This package implements a modularity maximizer for graph clustering based on
the recommendations of Noack, A., Rotta, R.: Multi-level algorithms for
modularity clustering. Technical Report 0812.4073v2, arXiv (2008).
The clustering algorithm is launched as follows:
java -jar clustering.jar options files
The simplest use consists in providing as a command line option the name of a file that contains the edges of the graph to cluster. This is done as follows:
java -jar clustering.jar GraphFile
The file must contain one edge per line given by two vertex identifiers (any string without a blank) and one optional weight, all separated by blanks. For instance:
toto titi 2.4
Missing weights are replaced by 1. Graphs are considered as undirected. A warning is issued if the original graph is directed and if it has incompatible arcs, that is at least two arcs of the form A -> B and B -> A with different weights.
If the clustering program is called as specified, the final partition will be printed on the standard output. Each line of the output consists in a vertex identifier followed by a class number. Classes are numbered starting from zero. Please note that the printing order is deterministic but not done in any simple order with respect to vertex identifiers.
Alternatively, the partition can be saved into a file if the program is called with two parameters, that is like this:
java -jar clustering.jar GraphFile PartitionFile
The program offers several options specified via command line parameters:
- "-reduction val" specifies the relative reduction in vertex numbers that triggers taking a snapshot of the coarsened graph. The default is 0.25. A value of 1 (or above) turns off the multilevel refinement.
- "-priorizer val" specifies the criterion used by the coarsening to rank fusion candidates. The default is the significance criterion as recommended by Noack and Rotta's paper.
- "-verbose N" specifies a verbosity level. High values will produce a lot of output and slow down very significantly the program. Defaults to 0 (no spurious output).
- "-debug N" specifies a debugging level. Higher values turn on consistency tests of the program. This slows down very significantly the processing. Defaults to 0 (no tests).
- "-graph file" provides an alternative way of specifying the graph file.
- "-part file" provides an alternative way of specifying the partition file.
- "-mod file" provides a filename to save the modularity of the obtained partition
The program can do Monte Carlo based analysis of the significance of the obtained partition in terms of modularity value. This is done by generating random graphs similar to the one under study (based on the configuration model) and by computing a maximal modularity clustering of those random graphs. Modularities obtained this way are saved in the modularities file for further analysis. The related options are:
- "-random N" specifies the number of random graphs to build.
- "-rgg val" specifies the random graph generator. The default is the switching technique while the matching technique is also usable.
- "-thread N" specifies the number of threads to use to perform the significance analysis. Defaults to the number of cpus (cores) reported by the system.
Modularities are saved in the file specified by the -mod option. Each line contains a modularity value followed by a tabulation and by either "Original" for the original graph or "Random" for a random graph.

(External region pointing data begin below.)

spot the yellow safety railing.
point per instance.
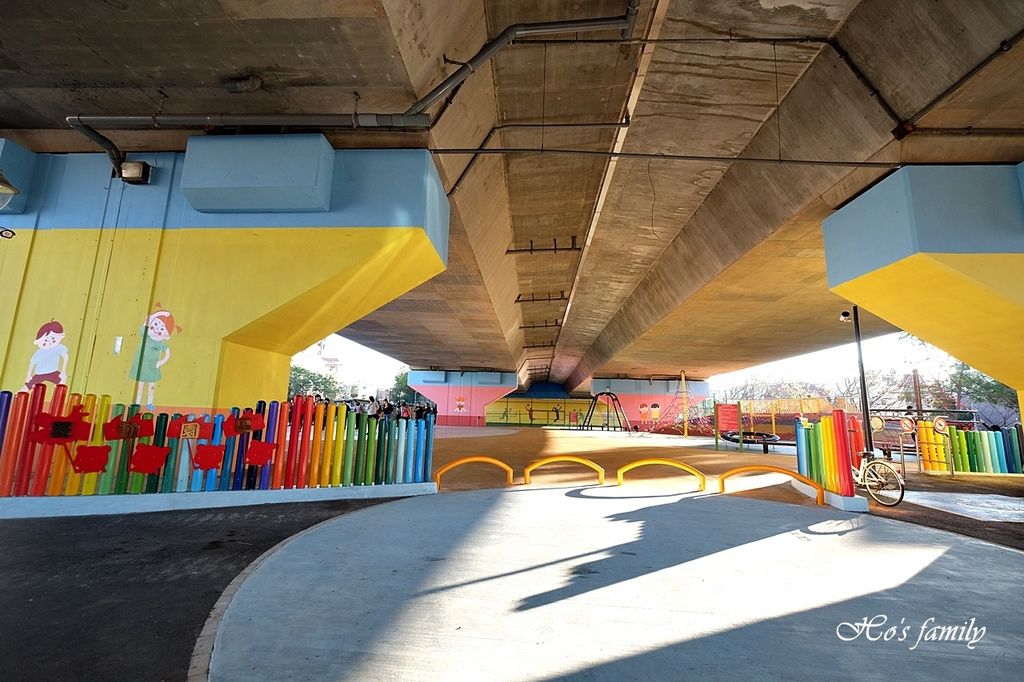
(764, 467)
(658, 460)
(470, 460)
(563, 458)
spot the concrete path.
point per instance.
(620, 584)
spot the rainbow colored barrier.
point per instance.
(826, 450)
(85, 444)
(981, 452)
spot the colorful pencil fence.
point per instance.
(85, 444)
(823, 452)
(826, 450)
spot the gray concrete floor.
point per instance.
(620, 584)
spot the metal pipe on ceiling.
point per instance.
(326, 121)
(632, 9)
(505, 38)
(680, 157)
(117, 156)
(491, 133)
(414, 119)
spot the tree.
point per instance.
(305, 382)
(968, 387)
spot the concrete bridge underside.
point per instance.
(701, 264)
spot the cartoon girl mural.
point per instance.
(49, 364)
(153, 352)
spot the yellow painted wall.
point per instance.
(970, 305)
(247, 299)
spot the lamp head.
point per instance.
(7, 190)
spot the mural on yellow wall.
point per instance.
(49, 363)
(153, 352)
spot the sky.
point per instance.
(372, 370)
(892, 351)
(358, 365)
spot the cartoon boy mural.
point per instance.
(153, 352)
(49, 364)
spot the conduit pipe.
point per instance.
(414, 119)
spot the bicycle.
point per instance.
(880, 478)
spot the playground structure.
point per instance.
(612, 410)
(83, 444)
(516, 411)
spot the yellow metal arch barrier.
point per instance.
(469, 460)
(763, 467)
(563, 458)
(658, 460)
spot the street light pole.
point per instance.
(868, 444)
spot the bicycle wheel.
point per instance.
(883, 483)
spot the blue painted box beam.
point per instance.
(258, 173)
(17, 164)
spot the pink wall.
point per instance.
(461, 405)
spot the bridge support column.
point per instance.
(939, 252)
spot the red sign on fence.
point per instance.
(728, 417)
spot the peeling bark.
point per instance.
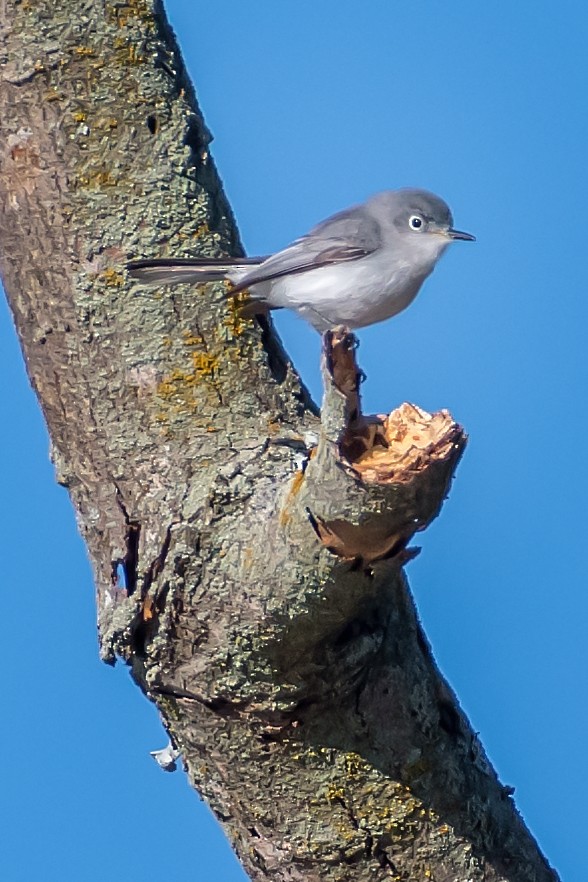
(247, 555)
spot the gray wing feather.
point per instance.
(349, 235)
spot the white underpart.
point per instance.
(355, 293)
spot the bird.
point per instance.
(356, 268)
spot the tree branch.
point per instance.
(247, 557)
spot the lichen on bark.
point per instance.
(247, 554)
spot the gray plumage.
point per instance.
(358, 267)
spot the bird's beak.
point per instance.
(457, 234)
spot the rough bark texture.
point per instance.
(247, 556)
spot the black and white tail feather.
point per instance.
(174, 271)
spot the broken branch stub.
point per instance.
(374, 481)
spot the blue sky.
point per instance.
(314, 106)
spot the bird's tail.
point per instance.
(172, 271)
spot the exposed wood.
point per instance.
(247, 555)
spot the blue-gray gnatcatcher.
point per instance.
(356, 268)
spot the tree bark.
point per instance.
(247, 554)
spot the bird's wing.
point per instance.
(349, 235)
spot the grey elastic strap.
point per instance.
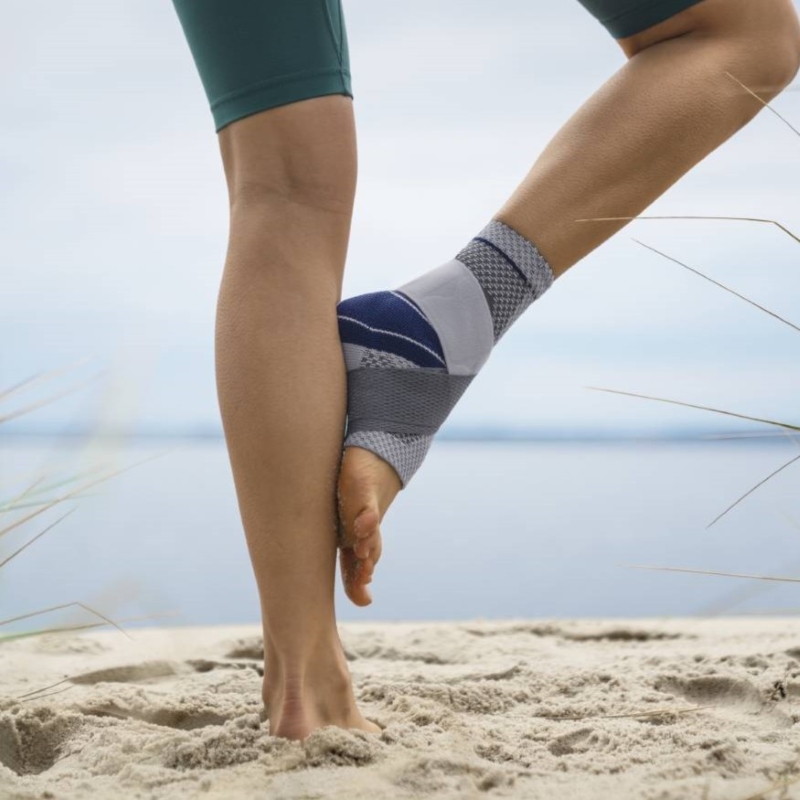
(523, 253)
(401, 400)
(454, 303)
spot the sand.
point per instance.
(666, 709)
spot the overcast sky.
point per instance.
(114, 215)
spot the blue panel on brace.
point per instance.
(384, 321)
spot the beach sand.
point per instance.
(584, 709)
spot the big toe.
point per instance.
(358, 556)
(366, 487)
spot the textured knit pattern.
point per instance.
(510, 270)
(507, 292)
(393, 335)
(404, 451)
(522, 253)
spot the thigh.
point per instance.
(253, 55)
(624, 18)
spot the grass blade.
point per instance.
(41, 403)
(41, 376)
(749, 492)
(10, 637)
(31, 541)
(693, 216)
(784, 425)
(709, 572)
(764, 103)
(722, 286)
(70, 495)
(106, 620)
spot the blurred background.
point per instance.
(539, 491)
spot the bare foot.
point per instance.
(367, 487)
(311, 699)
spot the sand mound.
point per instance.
(582, 709)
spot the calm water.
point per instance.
(485, 530)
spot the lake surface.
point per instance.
(491, 530)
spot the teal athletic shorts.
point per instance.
(258, 54)
(623, 18)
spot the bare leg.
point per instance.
(668, 107)
(291, 175)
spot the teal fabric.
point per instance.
(623, 18)
(257, 54)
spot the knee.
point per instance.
(766, 37)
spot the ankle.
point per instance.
(322, 670)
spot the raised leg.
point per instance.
(666, 109)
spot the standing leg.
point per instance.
(668, 107)
(280, 379)
(277, 79)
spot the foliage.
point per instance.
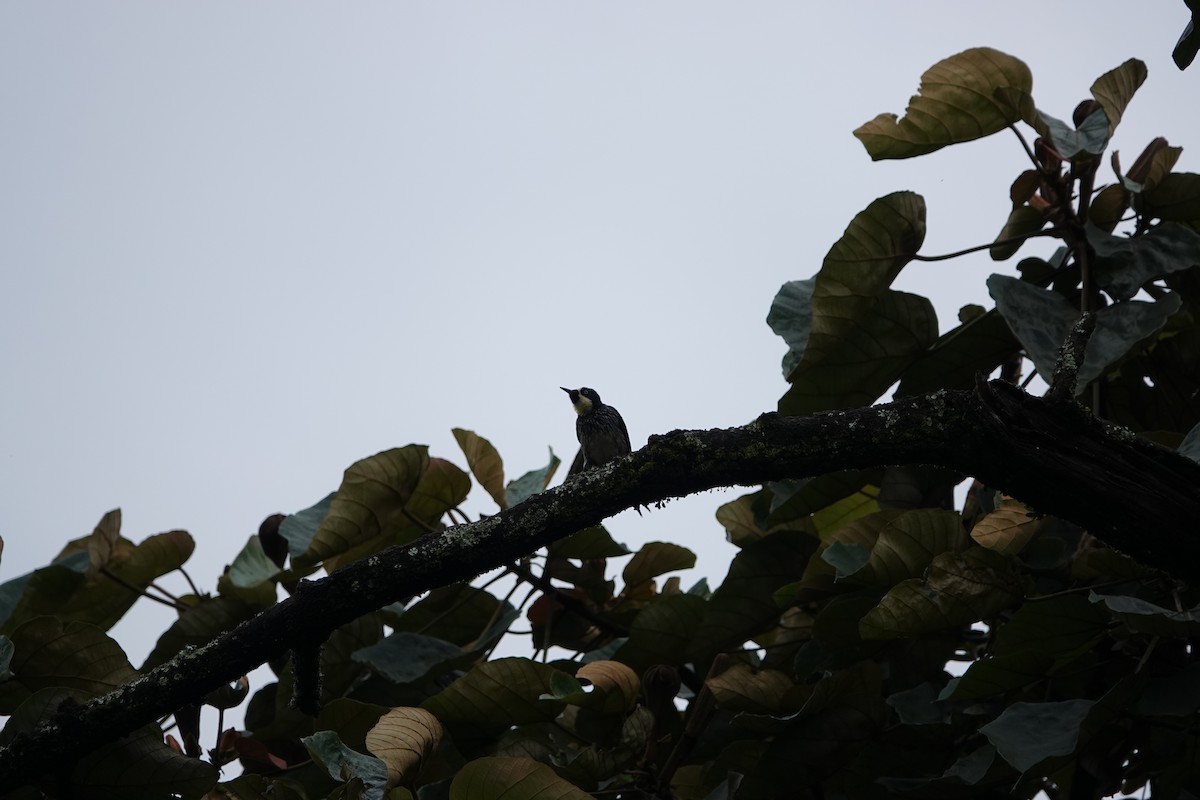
(869, 638)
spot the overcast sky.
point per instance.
(245, 245)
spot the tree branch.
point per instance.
(1129, 492)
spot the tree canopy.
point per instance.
(874, 636)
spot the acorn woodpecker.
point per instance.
(601, 432)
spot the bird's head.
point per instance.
(583, 400)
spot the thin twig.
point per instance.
(1007, 240)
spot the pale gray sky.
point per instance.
(245, 245)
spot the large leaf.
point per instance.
(1041, 319)
(1123, 264)
(663, 631)
(403, 739)
(1025, 734)
(978, 346)
(744, 603)
(485, 463)
(511, 779)
(300, 527)
(532, 482)
(791, 318)
(654, 559)
(369, 509)
(957, 102)
(1176, 198)
(958, 589)
(141, 765)
(1115, 89)
(52, 654)
(495, 696)
(855, 367)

The program can also perform recursive sub-partitioning of the clusters found in the optimal partition. This behavior is triggered by the -recursive option. When activated, the program does a maximal modularity partitioning of each top clusters, considering the corresponding subgraph in total isolation (i.e., discarding outside connections, in particular when calculating the degree of the vertices). This process is conducted recursively until some limit is reached. The exact behavior of the program is controlled via the following options:
- "-termination val" chooses the termination algorithm between 'significance' and 'size'. The second solution ('size') uses only the size of the cluster to decided whether to continue the splitting process. The minimal size is given by the "-minsize" parameter. The first solution ('significance', default choice) uses both the size as a prior test for splitting and the significance of the obtained clustering as a posterior acceptance test: using a Monte Carlo simulation, the modularity of the clustering is compared to maximal modularities obtained on similar random graphs. The clustering is accepted only if it has a higher modularity of the ones obtained on random graphs. Note that in both algorithms, is the maximal modularity clustering consists in only one cluster, the recursion is obviously terminated.

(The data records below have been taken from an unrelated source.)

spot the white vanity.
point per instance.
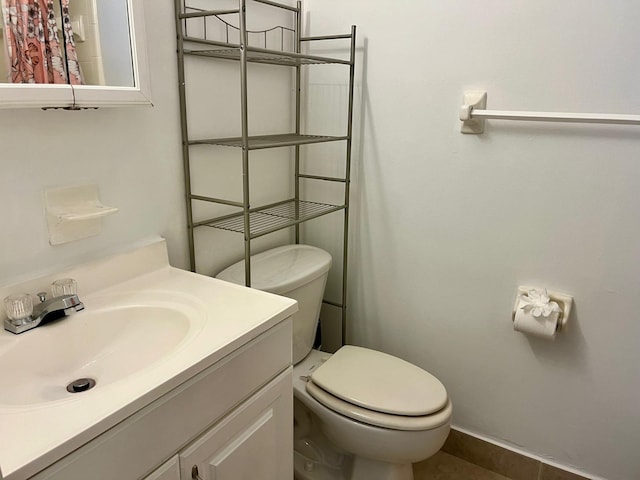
(193, 379)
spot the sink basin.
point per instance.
(107, 344)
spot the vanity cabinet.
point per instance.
(170, 470)
(232, 421)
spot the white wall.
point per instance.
(446, 226)
(133, 154)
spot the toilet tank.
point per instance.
(295, 271)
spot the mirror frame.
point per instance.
(21, 95)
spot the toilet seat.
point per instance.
(370, 417)
(364, 384)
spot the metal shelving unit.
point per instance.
(254, 222)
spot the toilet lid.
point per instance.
(370, 417)
(380, 382)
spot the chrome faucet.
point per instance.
(23, 316)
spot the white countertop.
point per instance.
(35, 436)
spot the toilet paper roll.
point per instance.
(543, 327)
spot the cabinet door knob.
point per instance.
(195, 475)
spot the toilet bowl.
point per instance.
(359, 413)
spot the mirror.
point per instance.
(103, 64)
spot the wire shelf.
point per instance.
(269, 141)
(271, 57)
(275, 217)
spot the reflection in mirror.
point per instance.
(82, 42)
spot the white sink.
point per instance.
(146, 329)
(105, 344)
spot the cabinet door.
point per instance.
(253, 441)
(170, 470)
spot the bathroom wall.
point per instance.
(132, 153)
(446, 226)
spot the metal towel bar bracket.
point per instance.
(473, 115)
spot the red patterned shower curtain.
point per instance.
(33, 44)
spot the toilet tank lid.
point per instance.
(380, 382)
(282, 269)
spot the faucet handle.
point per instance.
(19, 307)
(64, 286)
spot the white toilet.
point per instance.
(360, 414)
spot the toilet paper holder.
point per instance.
(564, 301)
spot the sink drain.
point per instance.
(81, 385)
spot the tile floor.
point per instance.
(464, 457)
(444, 466)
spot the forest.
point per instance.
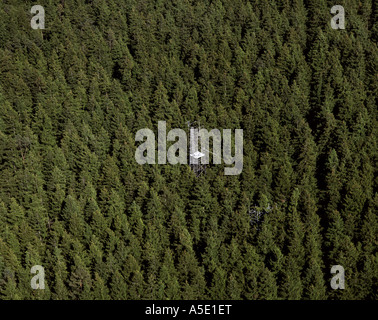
(74, 200)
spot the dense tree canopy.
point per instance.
(74, 200)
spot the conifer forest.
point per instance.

- "-minsize N" specifies the minimal cluster size below which to sub-clustering is attempted (defaults to 4)
- "-recrandom N" specifies the number of random graphs to generate in the 'significance' algorithm (defaults to 50)
When instructed to perform recursive sub-partitioning, the program outputs a partition description that is quite similar to the one used for the top level clustering only. More precisely, additional columns are added to the file, one per level of sub-partitioning. Each new cluster is assigned a globally unique id, starting with 0 in the top level. When a cluster cannot be split according to termination criteria, it retains its id in all the subsequent levels.